The Future of Life Institute’s latest AI safety index found that major AI labs fell short on most measures of AI responsibility, with few letter grades rising above a C. The org graded eight companies across categories like safety frameworks, risk assessment, and current harms.

Perhaps most glaring was the “existential safety” line, where companies scored Ds and Fs across the board. While many of these companies are explicitly chasing superintelligence, they lack a plan for safely managing it, according to Max Tegmark, MIT professor and president of the Future of Life Institute.

“Reviewers found this kind of jarring,” Tegmark told us.

The reviewers in question were a panel of AI academics and governance experts who examined publicly available material as well as survey responses submitted by five of the eight companies.

Anthropic, OpenAI, and GoogleDeepMind took the top three spots with an overall grade of C+ or C. Then came, in order, Elon Musk’s Xai, Z.ai, Meta, DeepSeek, and Alibaba, all of which got Ds or a D-.

Tegmark blames a lack of regulation that has meant the cutthroat competition of the AI race trumps safety precautions. California recently passed the first law that requires frontier AI companies to disclose safety information around catastrophic risks, and New York is currently within spitting distance as well. Hopes for federal legislation are dim, however.

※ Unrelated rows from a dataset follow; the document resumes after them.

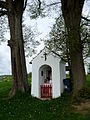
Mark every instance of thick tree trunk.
[61,0,86,97]
[7,0,28,96]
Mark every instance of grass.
[0,75,90,120]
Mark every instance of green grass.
[0,76,90,120]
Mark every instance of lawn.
[0,75,90,120]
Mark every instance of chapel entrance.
[39,65,52,98]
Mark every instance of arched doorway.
[39,65,52,98]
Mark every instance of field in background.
[0,75,90,120]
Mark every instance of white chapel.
[31,47,66,98]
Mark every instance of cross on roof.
[43,52,47,61]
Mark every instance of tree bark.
[6,0,28,96]
[61,0,86,97]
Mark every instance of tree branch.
[81,16,90,22]
[0,10,7,17]
[0,1,7,9]
[23,0,28,11]
[47,2,61,7]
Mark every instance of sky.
[0,0,90,75]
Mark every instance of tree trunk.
[61,0,86,97]
[7,0,28,96]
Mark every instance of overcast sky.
[0,0,90,75]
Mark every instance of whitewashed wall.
[31,49,65,98]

“Companies have an incentive, even if they have the best intentions, to always rush out new products before the competitor does, as opposed to necessarily putting in a lot of time to make it safe,” Tegmark said.

In lieu of government-mandated standards, Tegmark said the industry has begun to take the group’s regularly released safety indexes more seriously; four of the five American companies now respond to its survey (Meta is the only holdout.) And companies have made some improvements over time, Tegmark said, mentioning Google’s transparency around its whistleblower policy as an example.

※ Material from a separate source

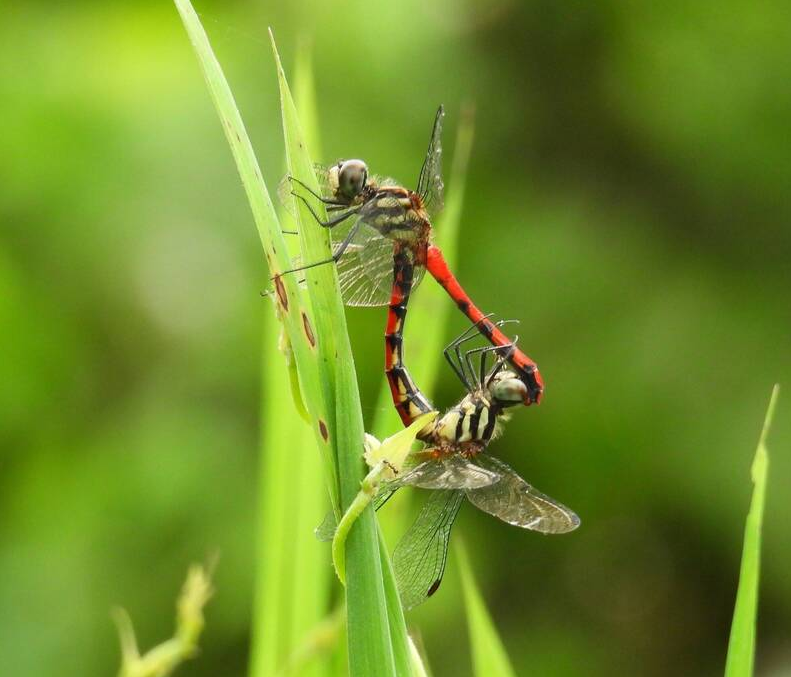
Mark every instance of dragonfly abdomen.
[385,250,434,425]
[434,397,499,444]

But real-life harms reported around issues like teen suicides that chatbots allegedly encouraged, inappropriate interactions with minors, and major cyberattacks have also raised the stakes of the discussion, he said.

“[They] have really made a lot of people realize that this isn’t the future we’re talking about—it’s now,” Tegmark said.

The Future of Life Institute recently enlisted public figures as diverse as Prince Harry and Meghan Markle, former Trump aide Steve Bannon, Apple co-founder Steve Wozniak, and rapper Will.i.am to sign a statement opposing work that could lead to superintelligence.

Tegmark said he would like to see something like “an FDA for AI where companies first have to convince experts that their models are safe before they can sell them.

“The AI industry is quite unique in that it’s the only industry in the US making powerful technology that’s less regulated than sandwiches—basically not regulated at all,” Tegmark said. “If someone says, ‘I want to open a new sandwich shop near Times Square,’ before you can sell the first sandwich, you need a health inspector to check your kitchen and make sure it’s not full of rats…If you instead say, ‘Oh no, I’m not going to sell any sandwiches. I’m just going to release superintelligence.’ OK! No need for any inspectors, no need to get any approvals for anything.”

“So the solution to this is very obvious,” Tegmark added. “You just stop this corporate welfare of giving AI companies exemptions that no other companies get.”